Mas, por ter sido escrito por Lu Xiaosu, não importava o nome: mesmo que se chamasse “A Vida de um Cocô”, ela compraria para colecionar.
A meia-noite chegou. Determinada a ser a primeira, Su Lingxi atualizou a página — e o aplicativo travou.
Rapidamente, saiu do Wi-Fi e ativou o 4G, mas continuava travado.
Não era culpa da internet de casa, mas por que não funcionava?
Quase um minuto depois, a página finalmente carregou.
Restavam apenas vinte mil e setenta e seis exemplares da pré-venda de “Clã dos Dragões”!
Como assim? Em apenas um minuto, quase dez mil cópias haviam sido vendidas!
Su Lingxi, que queria ser a primeira apoiadora, sentiu-se frustrada: de primeira, tornou-se apenas uma entre dez mil.
Ainda assim, comprou sem hesitar. Pena que não conseguiu um exemplar autografado. Mas não fazia mal: Lu Xiaosu prometera cem assinaturas; se faltasse uma sequer, ela o faria pagar!
Após a compra, foi olhar os comentários e quase deixou cair o celular de surpresa.
“Acabei de ver no perfil do Lu Xiaosu: meu ídolo agora é escritor! ‘Clã dos Dragões’ soa incrível, já comprei o meu!”
“Tem autógrafo! Não importa, com uma chance de uma em vinte, vou comprar vinte de uma vez! Mal posso esperar pelo álbum de ‘Céu Limpo’ e um pôster autografado do Lu Xiaosu.”
“Já comprei. O fã-clube inteiro está incentivando a compra. Como fã de carteirinha, não posso ficar para trás! Fui o comprador número cento e setenta!”
Lu Xiaosu era um verdadeiro enigma; além de alguns vídeos desfocados, pouco se sabia sobre ele. Mas, ao lançar um romance, ninguém queria saber se era bom ou não: só pelo autógrafo, já valia a compra!
Era a primeira leva de autógrafos do Lu Xiaosu — para um fã, isso é item de colecionador.
No mundo, quando um astro lança filme, é comum os fãs lotarem sessões; um livro de vinte reais não é nada para eles. Na Terra, o recorde de vendas da Dangdang foi quebrado por um escritor chamado Da Bing: cem mil cópias em dez minutos! Fãs são sempre os mais entusiasmados.

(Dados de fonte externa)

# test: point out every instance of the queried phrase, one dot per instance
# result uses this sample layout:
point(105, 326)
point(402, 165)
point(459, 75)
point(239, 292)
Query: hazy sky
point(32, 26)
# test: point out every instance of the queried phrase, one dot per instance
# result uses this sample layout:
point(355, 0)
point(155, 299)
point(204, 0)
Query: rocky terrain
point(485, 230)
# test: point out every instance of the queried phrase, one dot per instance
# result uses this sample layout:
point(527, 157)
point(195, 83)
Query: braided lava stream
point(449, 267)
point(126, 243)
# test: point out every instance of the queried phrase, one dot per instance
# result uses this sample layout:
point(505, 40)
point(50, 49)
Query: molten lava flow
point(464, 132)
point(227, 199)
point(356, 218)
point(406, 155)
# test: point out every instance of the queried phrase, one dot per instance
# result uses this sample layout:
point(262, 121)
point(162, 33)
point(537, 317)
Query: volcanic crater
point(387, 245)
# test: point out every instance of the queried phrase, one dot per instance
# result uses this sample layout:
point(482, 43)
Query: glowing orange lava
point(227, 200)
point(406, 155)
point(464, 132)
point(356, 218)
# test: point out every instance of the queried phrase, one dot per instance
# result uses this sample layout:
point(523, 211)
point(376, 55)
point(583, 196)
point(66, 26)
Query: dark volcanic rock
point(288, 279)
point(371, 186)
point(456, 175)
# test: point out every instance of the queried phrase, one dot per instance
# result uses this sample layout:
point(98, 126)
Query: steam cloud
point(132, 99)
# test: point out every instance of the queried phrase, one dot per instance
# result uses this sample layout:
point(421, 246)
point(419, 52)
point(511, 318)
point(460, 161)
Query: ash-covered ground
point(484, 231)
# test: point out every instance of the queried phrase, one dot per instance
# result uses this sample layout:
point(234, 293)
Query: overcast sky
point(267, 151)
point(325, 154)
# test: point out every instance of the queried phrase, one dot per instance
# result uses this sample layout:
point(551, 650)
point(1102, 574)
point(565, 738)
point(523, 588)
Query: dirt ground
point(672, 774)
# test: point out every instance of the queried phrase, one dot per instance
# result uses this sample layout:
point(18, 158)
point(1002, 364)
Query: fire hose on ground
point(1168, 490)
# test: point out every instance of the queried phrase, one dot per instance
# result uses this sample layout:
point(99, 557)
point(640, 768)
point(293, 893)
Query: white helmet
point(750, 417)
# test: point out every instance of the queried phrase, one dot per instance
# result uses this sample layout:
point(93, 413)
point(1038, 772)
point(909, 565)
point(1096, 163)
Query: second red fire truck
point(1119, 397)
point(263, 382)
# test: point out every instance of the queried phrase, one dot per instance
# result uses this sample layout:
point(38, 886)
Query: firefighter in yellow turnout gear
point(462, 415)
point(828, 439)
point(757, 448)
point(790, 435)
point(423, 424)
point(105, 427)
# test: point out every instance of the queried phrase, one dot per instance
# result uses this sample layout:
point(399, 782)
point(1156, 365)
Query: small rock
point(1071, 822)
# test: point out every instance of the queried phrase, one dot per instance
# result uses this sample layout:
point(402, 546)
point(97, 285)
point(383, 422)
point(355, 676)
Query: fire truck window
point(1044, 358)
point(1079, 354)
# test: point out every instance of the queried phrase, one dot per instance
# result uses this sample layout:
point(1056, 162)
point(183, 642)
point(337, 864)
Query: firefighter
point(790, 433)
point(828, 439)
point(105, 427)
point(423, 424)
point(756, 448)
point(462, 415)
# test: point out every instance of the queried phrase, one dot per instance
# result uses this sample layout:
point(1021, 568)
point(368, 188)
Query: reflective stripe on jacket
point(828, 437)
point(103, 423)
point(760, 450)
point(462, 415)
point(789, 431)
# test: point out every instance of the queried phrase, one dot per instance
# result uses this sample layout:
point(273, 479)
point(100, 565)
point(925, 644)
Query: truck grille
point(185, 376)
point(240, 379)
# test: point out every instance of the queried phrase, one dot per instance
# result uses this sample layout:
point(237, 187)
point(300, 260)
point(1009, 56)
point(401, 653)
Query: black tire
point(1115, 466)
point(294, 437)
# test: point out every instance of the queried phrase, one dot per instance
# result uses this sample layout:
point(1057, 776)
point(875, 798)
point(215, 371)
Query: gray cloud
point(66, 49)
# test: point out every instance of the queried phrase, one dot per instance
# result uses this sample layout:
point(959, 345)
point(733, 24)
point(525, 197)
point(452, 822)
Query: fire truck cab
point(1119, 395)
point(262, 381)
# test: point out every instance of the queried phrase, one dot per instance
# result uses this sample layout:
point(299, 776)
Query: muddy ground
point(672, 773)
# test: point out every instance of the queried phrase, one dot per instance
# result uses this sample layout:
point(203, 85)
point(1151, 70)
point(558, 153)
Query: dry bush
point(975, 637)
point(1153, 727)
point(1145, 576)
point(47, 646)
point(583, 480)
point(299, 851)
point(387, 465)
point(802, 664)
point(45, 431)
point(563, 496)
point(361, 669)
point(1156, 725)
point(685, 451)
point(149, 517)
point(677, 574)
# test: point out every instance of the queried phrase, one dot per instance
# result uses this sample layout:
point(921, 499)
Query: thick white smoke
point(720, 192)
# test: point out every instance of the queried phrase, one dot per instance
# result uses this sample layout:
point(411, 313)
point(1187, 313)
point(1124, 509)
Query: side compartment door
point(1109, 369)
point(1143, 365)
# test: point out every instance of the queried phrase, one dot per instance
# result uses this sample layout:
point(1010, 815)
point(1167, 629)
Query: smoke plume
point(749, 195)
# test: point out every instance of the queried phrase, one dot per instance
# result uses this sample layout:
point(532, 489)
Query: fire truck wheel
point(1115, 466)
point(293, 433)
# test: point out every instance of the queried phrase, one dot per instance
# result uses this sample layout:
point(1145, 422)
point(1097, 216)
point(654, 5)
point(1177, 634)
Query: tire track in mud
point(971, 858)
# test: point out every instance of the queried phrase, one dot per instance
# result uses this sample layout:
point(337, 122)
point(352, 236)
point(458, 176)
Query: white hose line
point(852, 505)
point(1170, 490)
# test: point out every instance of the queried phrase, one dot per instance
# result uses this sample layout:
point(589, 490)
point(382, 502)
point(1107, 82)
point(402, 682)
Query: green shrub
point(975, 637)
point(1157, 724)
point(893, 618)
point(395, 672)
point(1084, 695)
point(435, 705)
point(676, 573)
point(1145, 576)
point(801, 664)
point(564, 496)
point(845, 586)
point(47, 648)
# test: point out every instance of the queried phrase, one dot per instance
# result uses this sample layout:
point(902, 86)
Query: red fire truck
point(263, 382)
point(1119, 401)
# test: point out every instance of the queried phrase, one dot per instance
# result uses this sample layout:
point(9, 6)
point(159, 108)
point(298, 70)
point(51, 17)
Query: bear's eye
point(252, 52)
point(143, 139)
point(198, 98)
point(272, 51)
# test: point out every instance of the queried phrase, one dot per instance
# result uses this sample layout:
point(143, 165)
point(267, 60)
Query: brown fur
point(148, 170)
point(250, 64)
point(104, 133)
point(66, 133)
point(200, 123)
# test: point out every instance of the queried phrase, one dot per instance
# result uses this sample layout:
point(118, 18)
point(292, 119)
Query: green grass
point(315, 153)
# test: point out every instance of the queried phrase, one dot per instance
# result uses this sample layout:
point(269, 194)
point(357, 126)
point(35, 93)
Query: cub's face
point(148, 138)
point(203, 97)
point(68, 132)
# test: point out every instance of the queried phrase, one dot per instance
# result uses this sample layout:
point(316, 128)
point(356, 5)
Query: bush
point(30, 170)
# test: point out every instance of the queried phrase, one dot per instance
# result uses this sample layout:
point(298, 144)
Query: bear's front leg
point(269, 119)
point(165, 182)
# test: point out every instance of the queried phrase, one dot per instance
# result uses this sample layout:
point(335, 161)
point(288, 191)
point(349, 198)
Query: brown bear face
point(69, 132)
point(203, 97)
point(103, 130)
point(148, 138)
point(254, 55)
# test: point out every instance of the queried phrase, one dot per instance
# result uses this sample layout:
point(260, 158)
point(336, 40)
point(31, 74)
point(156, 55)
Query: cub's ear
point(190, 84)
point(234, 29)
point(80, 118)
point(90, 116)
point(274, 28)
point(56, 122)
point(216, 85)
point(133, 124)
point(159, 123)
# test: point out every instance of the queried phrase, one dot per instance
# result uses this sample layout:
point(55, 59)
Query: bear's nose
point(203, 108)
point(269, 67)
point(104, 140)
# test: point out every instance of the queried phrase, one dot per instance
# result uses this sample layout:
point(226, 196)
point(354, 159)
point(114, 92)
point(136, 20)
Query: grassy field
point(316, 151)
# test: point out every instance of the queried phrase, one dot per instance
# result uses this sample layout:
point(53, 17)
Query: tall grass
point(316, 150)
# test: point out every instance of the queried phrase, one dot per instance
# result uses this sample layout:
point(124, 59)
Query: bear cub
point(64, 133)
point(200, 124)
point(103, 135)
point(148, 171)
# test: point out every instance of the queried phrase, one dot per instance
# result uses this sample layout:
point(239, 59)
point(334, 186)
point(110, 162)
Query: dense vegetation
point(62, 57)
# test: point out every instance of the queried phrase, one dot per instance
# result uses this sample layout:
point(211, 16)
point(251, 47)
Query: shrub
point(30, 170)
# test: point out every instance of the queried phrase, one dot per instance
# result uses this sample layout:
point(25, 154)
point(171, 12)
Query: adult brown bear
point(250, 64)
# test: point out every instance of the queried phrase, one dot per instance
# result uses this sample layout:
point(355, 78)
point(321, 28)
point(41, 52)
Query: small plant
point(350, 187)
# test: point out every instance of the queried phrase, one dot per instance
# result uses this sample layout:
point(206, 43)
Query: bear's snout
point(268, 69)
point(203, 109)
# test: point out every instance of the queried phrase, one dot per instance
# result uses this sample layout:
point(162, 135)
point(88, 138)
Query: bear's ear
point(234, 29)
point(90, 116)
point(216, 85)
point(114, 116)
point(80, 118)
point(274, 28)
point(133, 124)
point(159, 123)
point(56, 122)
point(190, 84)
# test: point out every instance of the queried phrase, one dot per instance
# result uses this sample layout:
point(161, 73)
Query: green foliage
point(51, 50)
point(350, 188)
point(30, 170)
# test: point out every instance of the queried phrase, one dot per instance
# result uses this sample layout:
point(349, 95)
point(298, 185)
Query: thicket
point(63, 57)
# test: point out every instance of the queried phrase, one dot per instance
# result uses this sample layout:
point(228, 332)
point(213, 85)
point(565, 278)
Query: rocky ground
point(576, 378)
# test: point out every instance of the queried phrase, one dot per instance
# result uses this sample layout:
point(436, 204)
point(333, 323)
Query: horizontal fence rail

A Editora Figueira subestimou a influência de Lu Xiaosu entre os jovens. Nem ele imaginava o quanto era famoso: suas músicas encantavam multidões, cada faixa tocada em modo repetição por horas sem enjoar.
Na Terra, quando um ídolo faz show, ingressos de centenas de reais esgotam em cinco minutos. Um livro de vinte reais, muitos compravam vários de uma vez para presentear amigos ou tentar a sorte com um exemplar autografado. Alguns endinheirados compraram cem de uma só vez!
O número de compradores nem era tão alto, mas o volume de compras era.
Por tudo isso, o fenômeno de dez mil livros vendidos logo na largada se explicava.
— Então… ele já é tão famoso assim? — murmurou Su Lingxi, lendo os comentários, olhos brilhando de excitação sob o edredom.
Por algum motivo, sentia um orgulho imenso.